A stochastic photo-responsive memristive neuron for an in-sensor visual system based on a restricted Boltzmann machine†
Abstract
In-sensor computing has gained attention as a solution to overcome the von Neumann computing bottlenecks inherent in conventional sensory systems. This attention is due to the ability of sensor elements to directly extract meaningful information from external signals, thereby simplifying complex data. The advantage of in-sensor computing can be maximized with the sampling principle of a restricted Boltzmann machine (RBM) to extract significant features. In this study, a stochastic photo-responsive neuron is developed using a TiN/In–Ga–Zn–O/TiN optoelectronic memristor and an Ag/HfO2/Pt threshold-switching memristor, which can be configured as an input neuron in an in-sensor RBM. It demonstrates a sigmoidal switching probability depending on light intensity.
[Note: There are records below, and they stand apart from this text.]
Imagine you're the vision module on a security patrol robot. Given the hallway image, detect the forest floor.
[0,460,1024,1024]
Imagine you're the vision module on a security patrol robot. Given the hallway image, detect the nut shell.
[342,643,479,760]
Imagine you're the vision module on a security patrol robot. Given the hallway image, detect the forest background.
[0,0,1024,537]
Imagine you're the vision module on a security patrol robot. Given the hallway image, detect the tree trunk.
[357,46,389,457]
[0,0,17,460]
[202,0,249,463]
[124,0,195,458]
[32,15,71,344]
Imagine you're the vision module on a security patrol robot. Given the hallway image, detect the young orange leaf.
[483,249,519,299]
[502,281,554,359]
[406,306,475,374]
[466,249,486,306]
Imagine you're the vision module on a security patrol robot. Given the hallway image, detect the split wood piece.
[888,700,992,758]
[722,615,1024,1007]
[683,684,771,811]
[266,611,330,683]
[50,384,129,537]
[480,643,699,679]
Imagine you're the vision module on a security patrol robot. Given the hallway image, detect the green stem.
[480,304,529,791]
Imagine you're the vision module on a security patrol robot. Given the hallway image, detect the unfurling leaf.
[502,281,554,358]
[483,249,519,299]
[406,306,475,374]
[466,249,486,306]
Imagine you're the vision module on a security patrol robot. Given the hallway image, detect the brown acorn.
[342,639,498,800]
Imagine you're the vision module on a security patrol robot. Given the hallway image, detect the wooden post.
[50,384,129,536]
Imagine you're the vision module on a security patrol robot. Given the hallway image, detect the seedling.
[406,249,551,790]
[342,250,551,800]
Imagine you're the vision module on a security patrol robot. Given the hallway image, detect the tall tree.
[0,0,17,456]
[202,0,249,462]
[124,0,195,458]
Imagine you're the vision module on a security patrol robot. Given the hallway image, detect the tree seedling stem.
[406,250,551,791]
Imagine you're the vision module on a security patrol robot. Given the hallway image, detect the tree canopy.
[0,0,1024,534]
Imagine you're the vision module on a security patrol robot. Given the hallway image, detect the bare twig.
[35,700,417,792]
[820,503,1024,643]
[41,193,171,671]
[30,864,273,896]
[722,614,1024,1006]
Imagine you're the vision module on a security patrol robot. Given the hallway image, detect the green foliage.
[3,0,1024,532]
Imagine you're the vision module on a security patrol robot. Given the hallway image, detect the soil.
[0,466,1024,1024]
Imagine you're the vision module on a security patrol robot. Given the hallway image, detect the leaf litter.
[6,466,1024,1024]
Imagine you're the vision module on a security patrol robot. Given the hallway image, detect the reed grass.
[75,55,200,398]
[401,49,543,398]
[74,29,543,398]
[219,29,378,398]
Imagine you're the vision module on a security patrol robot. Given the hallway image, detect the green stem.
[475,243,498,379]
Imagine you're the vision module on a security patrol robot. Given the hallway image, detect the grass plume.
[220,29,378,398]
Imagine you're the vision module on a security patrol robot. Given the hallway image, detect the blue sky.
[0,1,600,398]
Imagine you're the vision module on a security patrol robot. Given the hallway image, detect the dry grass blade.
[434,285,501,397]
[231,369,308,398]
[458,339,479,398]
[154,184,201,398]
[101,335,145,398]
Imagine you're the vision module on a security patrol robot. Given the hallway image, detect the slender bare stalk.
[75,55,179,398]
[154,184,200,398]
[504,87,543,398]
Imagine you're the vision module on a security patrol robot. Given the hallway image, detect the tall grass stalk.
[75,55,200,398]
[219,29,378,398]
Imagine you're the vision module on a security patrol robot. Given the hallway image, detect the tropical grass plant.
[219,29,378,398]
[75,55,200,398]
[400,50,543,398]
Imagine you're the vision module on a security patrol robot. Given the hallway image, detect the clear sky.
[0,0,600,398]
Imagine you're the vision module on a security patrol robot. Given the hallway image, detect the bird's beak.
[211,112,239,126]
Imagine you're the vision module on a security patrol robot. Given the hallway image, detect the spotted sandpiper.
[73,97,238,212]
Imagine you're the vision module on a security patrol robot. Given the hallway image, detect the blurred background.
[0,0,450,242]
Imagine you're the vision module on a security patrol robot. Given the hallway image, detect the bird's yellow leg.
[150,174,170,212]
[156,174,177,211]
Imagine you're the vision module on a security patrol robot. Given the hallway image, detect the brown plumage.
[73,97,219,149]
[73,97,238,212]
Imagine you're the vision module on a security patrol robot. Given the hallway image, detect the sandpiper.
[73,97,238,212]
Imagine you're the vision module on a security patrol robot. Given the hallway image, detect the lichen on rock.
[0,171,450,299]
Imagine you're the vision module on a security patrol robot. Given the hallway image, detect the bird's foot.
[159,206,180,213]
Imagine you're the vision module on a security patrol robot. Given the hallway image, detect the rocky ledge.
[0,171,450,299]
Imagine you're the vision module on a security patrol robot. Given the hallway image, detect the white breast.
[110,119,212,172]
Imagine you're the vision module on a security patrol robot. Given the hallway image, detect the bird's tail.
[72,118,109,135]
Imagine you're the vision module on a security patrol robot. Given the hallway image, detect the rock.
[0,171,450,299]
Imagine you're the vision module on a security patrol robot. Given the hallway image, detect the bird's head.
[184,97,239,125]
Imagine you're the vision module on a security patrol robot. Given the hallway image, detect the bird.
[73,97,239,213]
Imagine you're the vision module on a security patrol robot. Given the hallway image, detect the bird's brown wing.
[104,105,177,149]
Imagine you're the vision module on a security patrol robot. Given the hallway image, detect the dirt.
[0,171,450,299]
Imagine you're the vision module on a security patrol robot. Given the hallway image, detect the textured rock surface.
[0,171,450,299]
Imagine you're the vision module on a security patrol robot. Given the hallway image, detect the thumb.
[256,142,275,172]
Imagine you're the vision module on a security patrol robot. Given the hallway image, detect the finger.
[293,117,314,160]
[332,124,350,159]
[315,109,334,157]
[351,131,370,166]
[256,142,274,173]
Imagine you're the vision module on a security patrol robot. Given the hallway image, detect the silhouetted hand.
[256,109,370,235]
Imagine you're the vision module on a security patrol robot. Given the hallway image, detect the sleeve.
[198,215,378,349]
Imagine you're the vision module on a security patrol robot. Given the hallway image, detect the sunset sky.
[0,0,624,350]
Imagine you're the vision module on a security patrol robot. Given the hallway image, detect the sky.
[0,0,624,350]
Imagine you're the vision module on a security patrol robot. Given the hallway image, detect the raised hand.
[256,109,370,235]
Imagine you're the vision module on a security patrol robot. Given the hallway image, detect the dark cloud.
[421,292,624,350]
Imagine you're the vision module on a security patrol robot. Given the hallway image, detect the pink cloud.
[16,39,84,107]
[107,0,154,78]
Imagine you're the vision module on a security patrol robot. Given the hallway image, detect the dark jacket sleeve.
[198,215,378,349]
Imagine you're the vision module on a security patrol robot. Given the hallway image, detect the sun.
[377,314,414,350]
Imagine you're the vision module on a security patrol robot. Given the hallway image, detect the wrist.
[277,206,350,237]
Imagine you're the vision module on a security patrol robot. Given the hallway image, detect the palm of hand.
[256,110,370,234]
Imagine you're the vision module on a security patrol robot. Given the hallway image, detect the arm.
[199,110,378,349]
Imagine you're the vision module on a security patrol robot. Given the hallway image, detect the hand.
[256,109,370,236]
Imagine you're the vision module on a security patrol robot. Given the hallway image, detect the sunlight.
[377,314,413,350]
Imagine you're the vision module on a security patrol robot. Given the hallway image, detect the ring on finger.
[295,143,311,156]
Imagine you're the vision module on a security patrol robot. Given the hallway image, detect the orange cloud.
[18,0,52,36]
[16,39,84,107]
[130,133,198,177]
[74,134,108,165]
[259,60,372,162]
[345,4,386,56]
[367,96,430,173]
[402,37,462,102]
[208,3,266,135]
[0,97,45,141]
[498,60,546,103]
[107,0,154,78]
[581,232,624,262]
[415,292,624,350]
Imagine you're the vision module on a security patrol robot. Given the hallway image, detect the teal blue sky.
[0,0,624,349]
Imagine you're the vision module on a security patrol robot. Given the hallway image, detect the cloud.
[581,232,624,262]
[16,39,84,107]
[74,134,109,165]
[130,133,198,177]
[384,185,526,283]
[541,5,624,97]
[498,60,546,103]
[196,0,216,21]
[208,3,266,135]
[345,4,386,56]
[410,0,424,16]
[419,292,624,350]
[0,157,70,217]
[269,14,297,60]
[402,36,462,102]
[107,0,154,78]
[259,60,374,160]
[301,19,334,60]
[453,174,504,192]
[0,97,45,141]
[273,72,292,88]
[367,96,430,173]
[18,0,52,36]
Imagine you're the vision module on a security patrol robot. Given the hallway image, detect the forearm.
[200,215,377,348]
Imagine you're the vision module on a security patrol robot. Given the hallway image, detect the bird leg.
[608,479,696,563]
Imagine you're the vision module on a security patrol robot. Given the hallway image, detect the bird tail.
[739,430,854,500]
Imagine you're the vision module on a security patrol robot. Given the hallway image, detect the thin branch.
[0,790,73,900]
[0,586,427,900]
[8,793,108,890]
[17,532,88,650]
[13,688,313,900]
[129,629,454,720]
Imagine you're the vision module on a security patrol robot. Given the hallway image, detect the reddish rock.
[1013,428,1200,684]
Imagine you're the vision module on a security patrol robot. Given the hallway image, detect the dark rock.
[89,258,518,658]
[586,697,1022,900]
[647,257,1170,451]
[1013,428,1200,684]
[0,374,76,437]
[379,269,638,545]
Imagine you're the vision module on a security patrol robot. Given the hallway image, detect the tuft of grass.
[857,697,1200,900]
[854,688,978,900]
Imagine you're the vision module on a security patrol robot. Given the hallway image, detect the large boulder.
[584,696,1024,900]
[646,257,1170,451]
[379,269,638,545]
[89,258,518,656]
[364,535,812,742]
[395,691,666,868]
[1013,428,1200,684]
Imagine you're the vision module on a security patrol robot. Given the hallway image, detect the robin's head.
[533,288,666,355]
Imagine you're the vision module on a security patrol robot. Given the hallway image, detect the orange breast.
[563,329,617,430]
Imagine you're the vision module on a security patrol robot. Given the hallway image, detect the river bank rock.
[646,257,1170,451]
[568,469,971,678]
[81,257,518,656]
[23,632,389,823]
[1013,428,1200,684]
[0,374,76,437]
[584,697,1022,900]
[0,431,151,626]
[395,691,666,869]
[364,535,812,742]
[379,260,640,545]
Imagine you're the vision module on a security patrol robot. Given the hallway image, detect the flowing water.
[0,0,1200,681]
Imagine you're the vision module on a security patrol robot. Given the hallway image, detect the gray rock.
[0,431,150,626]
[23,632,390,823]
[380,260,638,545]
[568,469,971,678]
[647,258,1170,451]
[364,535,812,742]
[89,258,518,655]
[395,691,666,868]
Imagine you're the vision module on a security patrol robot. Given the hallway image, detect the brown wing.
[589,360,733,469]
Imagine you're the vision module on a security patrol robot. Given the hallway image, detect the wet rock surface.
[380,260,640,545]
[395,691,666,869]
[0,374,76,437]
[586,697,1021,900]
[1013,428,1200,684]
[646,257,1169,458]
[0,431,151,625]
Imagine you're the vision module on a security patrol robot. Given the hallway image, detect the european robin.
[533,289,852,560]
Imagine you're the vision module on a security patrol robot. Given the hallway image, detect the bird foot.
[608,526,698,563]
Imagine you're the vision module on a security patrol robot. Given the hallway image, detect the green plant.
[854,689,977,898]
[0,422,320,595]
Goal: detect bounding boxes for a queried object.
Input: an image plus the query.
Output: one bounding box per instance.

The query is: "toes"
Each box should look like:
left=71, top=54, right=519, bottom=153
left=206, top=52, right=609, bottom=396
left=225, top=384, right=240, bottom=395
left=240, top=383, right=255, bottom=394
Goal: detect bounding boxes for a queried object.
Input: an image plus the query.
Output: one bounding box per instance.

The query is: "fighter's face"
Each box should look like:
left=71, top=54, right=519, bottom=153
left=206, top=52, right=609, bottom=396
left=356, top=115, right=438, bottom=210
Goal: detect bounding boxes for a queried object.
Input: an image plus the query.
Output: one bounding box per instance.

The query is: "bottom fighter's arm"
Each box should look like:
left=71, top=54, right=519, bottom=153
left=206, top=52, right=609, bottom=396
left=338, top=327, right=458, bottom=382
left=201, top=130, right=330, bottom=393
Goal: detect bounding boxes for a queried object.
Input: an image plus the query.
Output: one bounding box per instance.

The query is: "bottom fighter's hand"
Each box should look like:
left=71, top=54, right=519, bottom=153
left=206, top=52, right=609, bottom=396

The stochastic properties allow for the simultaneous exploration of various neuron states within the network, making identifying optimal features in complex images easier. Based on semi-empirical simulations, high recognition accuracies of 90.9% and 95.5% are achieved using handwritten digit and face image datasets, respectively. In addition, the in-sensor RBM effectively reconstructs abnormal face images, indicating that integrating in-sensor computing with probabilistic neural networks can lead to reliable and efficient image recognition under unpredictable real-world conditions.